Mitigating effects of thermal stress

Data retention is a critical performance parameter for automotive manufacturers: it measures the period over which a bit of data will be retained after being written to a cell. This period is strongly temperature dependent and data retention in the MLC NAND type is markedly shorter than in SLC NAND.

Technology implemented in Ferri Family products protects against data retention failure by intelligently scanning blocks and cells, and refreshing those which are at risk of data loss. This Intelligent Scan & DataRefresh function draws on data about the bit error rate per block derived from ECC operation: at a user-selectable threshold for the bit error rate, a Data

Refresh is performed. At elevated operating temperatures the data retention duration shortens dramatically. Silicon Motion’s Intelligent Scan & DataRefresh function automatically increases the frequency of scanning at higher operating temperatures and can also prevent data loss caused by read disturbance.

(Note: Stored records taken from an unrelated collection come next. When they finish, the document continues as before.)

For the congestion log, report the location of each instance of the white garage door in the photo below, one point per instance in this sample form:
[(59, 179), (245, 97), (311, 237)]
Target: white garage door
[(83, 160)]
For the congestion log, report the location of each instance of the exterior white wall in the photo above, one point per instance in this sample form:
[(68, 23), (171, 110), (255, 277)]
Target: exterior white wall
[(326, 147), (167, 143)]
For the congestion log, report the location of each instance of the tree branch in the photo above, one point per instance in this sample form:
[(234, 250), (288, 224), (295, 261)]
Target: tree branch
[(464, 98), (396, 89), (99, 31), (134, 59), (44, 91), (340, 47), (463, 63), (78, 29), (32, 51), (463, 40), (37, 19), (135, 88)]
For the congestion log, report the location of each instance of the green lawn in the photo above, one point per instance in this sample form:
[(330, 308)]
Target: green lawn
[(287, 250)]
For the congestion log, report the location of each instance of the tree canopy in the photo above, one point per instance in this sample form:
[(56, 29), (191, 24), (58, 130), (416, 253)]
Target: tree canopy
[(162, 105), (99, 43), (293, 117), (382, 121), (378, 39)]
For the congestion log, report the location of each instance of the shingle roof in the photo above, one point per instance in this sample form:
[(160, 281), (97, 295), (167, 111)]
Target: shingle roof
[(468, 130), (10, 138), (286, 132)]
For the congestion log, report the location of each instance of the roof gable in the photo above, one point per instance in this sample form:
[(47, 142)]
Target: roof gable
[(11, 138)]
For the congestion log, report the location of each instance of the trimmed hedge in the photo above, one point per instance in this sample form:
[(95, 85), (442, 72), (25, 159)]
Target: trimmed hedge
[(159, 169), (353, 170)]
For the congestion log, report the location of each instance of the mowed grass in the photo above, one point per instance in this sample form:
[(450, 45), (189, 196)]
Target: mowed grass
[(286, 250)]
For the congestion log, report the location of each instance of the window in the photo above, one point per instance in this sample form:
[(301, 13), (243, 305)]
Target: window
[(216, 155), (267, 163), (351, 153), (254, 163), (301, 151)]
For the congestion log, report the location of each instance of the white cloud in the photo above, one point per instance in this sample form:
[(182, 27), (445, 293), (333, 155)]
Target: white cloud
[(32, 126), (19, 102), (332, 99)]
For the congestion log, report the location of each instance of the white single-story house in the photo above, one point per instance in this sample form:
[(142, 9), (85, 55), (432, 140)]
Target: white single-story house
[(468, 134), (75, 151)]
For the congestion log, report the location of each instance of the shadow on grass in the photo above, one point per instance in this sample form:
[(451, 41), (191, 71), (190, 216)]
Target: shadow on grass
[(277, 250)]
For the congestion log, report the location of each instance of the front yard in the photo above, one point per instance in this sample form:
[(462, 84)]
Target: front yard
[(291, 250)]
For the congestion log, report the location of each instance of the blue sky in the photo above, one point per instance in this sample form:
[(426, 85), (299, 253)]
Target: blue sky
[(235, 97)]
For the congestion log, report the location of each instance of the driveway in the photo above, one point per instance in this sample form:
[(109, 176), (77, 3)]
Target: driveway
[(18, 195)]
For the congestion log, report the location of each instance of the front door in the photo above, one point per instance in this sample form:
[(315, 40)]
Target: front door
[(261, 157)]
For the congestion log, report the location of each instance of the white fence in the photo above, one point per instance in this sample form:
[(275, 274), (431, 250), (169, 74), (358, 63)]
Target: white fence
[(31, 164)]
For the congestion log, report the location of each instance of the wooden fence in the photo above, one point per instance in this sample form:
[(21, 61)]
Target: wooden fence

The reliability and data integrity of an SSD or eMMC can be greatly enhanced through the application of burn-in, advanced forward error correction and data refresh functions.

Storage solutions need to be well adapted to the needs of the automotive market, providing a combination of long-term reliable operation, data integrity and data retention to ensure that the solid-state memory matches the quality and reliability of any other electronics system in a vehicle.